Our 15 week/4 old little Annie does exactly the same and this is why...

We always picked her up and put her on the couch with us and cuddle and play with her. Now that she is bigger she puts her paws on the couch and starts biting at us. Sometimes very rough and demanding.

After a visit from the local Animal Behaviourist (she was too old for puppy classes so we got an Animal Behaviourist to just come show us what we must and musn't do) we learnt that putting her paws on you/couch and biting is her way of saying she wants to be on the couch and wants attention.

The A.B. said the moment that happens, fold your arms and look away (and ignore your puppy) and say "huh-uh!" (dont say "Annie, no!" because they eventually think that is his/her name). Your puppy will eventually settle down and then you give him love.

As tough as it is (we love lil Annie on our couch), you will have to start teaching your puppy now that he/she can't get onto the couch (or demand to be played with that way) now while they're young, unless you want them to be on the couch when he/she is older. It's been a day or two since the A.B. visit and we're strongly enforcing this with Annie and she seems to adapt to it. Also, giving your dog regular exercise (a 5 or 10 min walk even) will drain all their excess energy and make him/her more relaxed.

Regarding the Alpha Male topic, there are a few ways to enforce this:

* Always greet your husband/wife/partner first before paying your puppy (this is VERY difficult sometimes) any attention.

* When walking into a room and your puppy is very excited to see you, ignore them for a few minutes until they've settled down - this way they realise they are not the most important member in the pack and gets attention last. Same with greeting your husband/wife who would be the Alpha Male in the house if you are the Alpha Female.

* When walking through an entrance/exit - the Alpha male/female (which would be you) will always walk first.

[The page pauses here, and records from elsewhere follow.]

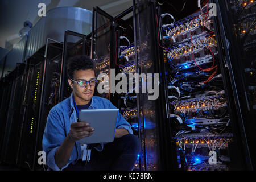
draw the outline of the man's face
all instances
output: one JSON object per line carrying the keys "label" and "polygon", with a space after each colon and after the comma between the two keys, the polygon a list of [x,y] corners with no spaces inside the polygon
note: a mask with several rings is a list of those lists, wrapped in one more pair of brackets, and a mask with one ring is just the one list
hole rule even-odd
{"label": "man's face", "polygon": [[[79,81],[80,80],[89,81],[95,78],[94,71],[92,69],[75,70],[73,80]],[[83,101],[90,101],[94,92],[95,85],[92,86],[89,83],[85,87],[80,87],[77,82],[68,80],[70,86],[73,89],[74,94],[76,94],[79,99]]]}

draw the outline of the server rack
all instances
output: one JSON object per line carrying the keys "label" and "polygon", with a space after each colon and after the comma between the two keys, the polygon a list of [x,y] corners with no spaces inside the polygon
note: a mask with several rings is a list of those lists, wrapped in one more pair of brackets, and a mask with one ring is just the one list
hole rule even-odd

Thus, do not let your puppy go through the door before you - as his pack leader make a point of it to go through the entrance/exit first.

* When feeding your puppy, make them work for their food. In our case we let Annie sit first before she gets food. Then when you do give their food, first to pretend to eat their food, pretend to spit it out and give the "unwanted food" to a member lower down in the pack, ie. your puppy.

Apparently a good test to see if your dog thinks they are the Alpha Male is to look at them straight into their eyes and see if they look away. It is important though that you do not blink or look away before them as your puppy will see it as a weakness and will think it is your Alpha leader.

Just my experience over the last 7 weeks - hope it helps!


----------



## jackie_hubert (Jun 2, 2010)

My advice, forget everything you've ever heard about alpha and dominance talk.


----------



## BayBeams (Jan 3, 2010)

jackie_hubert said:


> My advice, forget everything you've ever heard about alpha and dominance talk.


I completely agree!


----------



## Maxs Mom (Mar 22, 2008)

I want to say I agree with Annie CT about couches. My dogs are NEVER allowed on the couch until the understand how to stay off. Once they know the couch is MINE and not theirs, they are allowed up. All my dogs except Quinn are good with this. Quinn is pushy about the couch now that she is allowed up so we remind her regularly and keep her off the couch. She does not like it. I will sit on the floor with my dogs a lot too. 

I also agree don't read too much into the dominance thing but there is a ring of truth to a dog wanting a 'leader'. You don't have to dominate, just make rules and abide by them. Keep it consistent. Dogs do like to have structure in their lives.


----------